According to the SBP, the exports of the country stood at $2.009 billion in the month of July 2018, which is contrary to the Pakistan Bureau of Statistics (FBS) exports data of $1.646 billion. Similarly, the imports’ figure is also slightly higher and stood at $5.556 billion compared to the FBS data of $4.838 billion in July 2018.
Newly elected Prime Minister Imran Khan, in his Sunday speech, appealed to the Pakistanis living abroad to send their money through banking channels and invest in their own country to overcome the rising current account deficit and trade gap.
Premier Imran Khan assured investors that his government will provide all kinds of investment opportunities to Pakistanis living abroad. “Pakistan needs dollars to pay-off loans and Pakistanis should support us to bring the country out from the financial crisis,” he said.
CAD soared up by 12.18 per cent in the month of July 2018. The deficit enhanced by $224 million compared to June 2018 and $268 million of July 2017.
During the last fiscal year, the CAD indicates a poor financial management of the previous government of Nawaz Sharif as it failed to overcome the rising imports, the market experts said.
Pak Rupee appreciated by 3.2 per cent against the dollar in interbank while 5-6 per cent in the open currency market during the last three weeks. The Pak-rupee had touched Rs130 in the open currency market while Rs129 in the interbank market in July this year.
The rupee had been devalued by 20 per cent during the last fiscal year. The central bank devalued Pak Rupee by 5 per cent on December 8, 2017, to Rs110, 4.5 per cent to Rs115 on March 20, 2018, and 5 per cent to Rs121. During the last 10 years, Pak Rupee has devalued annually by around 5 per cent, said a Topline Securities report.
The current A/C deficit is widening only because of rising country’s imports bills and lower inflows of foreign direct investment (FDI).
Despite rising CAD, the foreign exchange (FX) reserves of the State Bank have remained under pressure and down to $10,152 billion last Thursday, which covers only about 1.5 months of imports bills. Total reserves of the country are at $16.712 billion.

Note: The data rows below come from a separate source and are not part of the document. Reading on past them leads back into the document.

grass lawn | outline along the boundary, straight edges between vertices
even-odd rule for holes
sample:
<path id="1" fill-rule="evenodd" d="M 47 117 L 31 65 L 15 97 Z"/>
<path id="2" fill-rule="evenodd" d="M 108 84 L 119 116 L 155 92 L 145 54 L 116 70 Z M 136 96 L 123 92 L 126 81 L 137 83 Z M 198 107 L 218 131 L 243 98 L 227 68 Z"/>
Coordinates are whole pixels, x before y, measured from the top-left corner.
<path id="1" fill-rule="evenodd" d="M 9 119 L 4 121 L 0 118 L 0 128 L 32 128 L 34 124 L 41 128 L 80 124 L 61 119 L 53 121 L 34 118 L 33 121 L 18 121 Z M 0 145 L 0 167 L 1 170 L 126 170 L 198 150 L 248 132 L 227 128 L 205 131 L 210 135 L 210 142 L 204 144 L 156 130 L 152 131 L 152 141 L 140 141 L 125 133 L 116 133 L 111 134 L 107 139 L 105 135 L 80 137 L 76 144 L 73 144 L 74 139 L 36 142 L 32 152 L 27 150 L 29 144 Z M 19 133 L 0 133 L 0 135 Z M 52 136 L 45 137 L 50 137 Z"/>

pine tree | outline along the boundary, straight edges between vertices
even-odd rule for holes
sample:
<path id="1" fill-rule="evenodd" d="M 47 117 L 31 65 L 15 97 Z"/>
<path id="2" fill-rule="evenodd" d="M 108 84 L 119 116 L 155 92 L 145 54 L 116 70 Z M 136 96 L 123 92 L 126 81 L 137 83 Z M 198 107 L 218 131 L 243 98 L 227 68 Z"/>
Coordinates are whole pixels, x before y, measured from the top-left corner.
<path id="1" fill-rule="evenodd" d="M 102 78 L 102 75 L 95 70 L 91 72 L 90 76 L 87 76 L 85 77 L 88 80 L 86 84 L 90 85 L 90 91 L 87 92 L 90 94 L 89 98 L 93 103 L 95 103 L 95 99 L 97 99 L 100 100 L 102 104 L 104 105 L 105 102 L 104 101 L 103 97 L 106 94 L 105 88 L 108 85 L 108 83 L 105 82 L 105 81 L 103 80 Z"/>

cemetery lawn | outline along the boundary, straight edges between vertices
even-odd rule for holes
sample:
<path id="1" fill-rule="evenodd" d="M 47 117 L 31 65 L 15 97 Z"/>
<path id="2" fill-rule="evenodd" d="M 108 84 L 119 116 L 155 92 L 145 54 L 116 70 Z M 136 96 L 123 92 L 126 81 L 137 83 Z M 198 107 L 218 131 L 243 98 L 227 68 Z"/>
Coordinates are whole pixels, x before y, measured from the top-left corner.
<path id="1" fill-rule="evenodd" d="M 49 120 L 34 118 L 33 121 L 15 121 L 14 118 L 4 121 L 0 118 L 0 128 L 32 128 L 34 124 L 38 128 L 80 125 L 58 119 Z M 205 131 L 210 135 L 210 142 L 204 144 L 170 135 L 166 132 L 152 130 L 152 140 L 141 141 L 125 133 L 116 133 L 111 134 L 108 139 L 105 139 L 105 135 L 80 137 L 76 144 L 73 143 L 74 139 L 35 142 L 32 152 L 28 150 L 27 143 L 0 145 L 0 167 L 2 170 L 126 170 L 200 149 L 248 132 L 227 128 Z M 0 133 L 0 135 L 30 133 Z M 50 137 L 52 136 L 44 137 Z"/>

The import bills had touched $55.8 billion in last fiscal year which is more than double of the total export’s inflows of $24.772 billion, the SBP’s data said.
The SBP had also imposed a 100 per cent cash margin on the import of 131 items of goods to overcome the rising imports of luxurious goods and also taken some hard decision to control the dollar rates in Interbank.
The State Bank is persistently facing payment pressure of international donor agencies including the International Monetary Fund (IMF).
The dollar is being traded at Rs123.94 for buying and Rs124.04 in the interbank market today.